As per the rest of the world, US shares performed poorly in October, with the S&P 500 Composite Index falling by 6.9% (in local currency terms). Driven by strong earnings growth and solid economic fundamentals, the US equity market has been a very strong performer over the past year and, despite October’s performance, the index is still up 6.7% over the last 12 months. The Federal Reserve did not meet in October, but are expected to keep interest rates at the range of 2% to 2.25% when they meet in early November. US midterm elections, and the impact they will have on President Trump’s ability to implement his policies, will be of particular focus. The National Association of Home Builders/Wells Fargo Housing Market Index (HMI) increased to 68 in October, from 67, whilst the Markit US Manufacturing PMI slightly rose to 55.7 in October, from 55.6 in September.

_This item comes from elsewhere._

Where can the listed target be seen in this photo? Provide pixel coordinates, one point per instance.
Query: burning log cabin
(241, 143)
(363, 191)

The Markit Eurozone Manufacturing PMI fell to 52 in October, from 53.2, whilst the Eurozone PMI Composite Output Index declined again to 52.7, from 54.1 in September. European equities, as measured by the Euro Stoxx 50 Index, fell 5.9% over the month (in local currency terms), with the European Central Bank leaving interest rates unchanged, as expected. More broadly, the MSCI World ex Australia Index fell by 6.8% (in local currency terms). This was slightly worse than the equivalent unhedged AUD index, which only fell by 5.4% due to the depreciation of the AUD.
The Chinese stock market, as measured by the Shanghai Composite Index, fell 7.7% in October (in local currency terms), taking losses over the past 12 months to 23.3% for the index. The Chinese RMB continued to depreciate against the USD, falling by a further 1.6% over the month. The Chinese manufacturing PMI, as measured by the Caixin Manufacturing PMI, fell to 50.1, from 50.6 in September. Emerging markets, more broadly, were hit heavily with losses in October, with the MSCI Emerging Markets Index falling 7.8% over the course of the month (in local currency terms).
The Australian share market, as measured by the S&P/ASX 300 Accumulation Index, fell by 6.2% in October, with the sell-off large enough to be dubbed as an official correction by market observers (given the fall of over 10% since the market’s peak in late August). All sectors experienced negative returns for the month, with Utilities (-4.0%), Consumer Staples (-4.9%) and Materials (-5.2%) performing the best, whilst Consumer Discretionary (-8.3%), Energy (-10.3%) and IT (-11.4%) were the worst performing sectors for the month. The Australian listed property market, as measured by the S&P/ASX 300 AREIT Accumulation Index, fell by 3.1% in October, outperforming the S&P/ASX 300 Accumulation Index by 3.1%.The Reserve Bank of Australia met in early November and as expected, left the cash rate unchanged at 1.5%. Inflation data to the end of the September quarter was released during the month, with year to date headline inflation falling from 2.1% to 1.9% over the quarter, now below the RBA’s target range of 2-3%.
Bond yield movements were mixed in October as the US 10-year government bond yield rose by 8bps to 3.14%, the Australian 10-year government bond yield fell by 4bps to 2.63% and the UK 10-year government bond yield fell by 14bps to 1.44%. The 10-year German government bond yield also fell by 9bps, ending the month at 0.39%.
The Australian dollar continued to depreciate against the US dollar in October, finishing the month at 70.73 US cents, compared to 72.24 US cents at the end of September (a fall of 2.1%). Additionally, the AUD fell against the currencies of Australia’s major trading partners, as measured by the TWI, closing the month at 61.9, falling from 62.2.
This investment summary does not constitute advice. All investment figures quoted relate to before-tax performance of the relevant industry benchmark.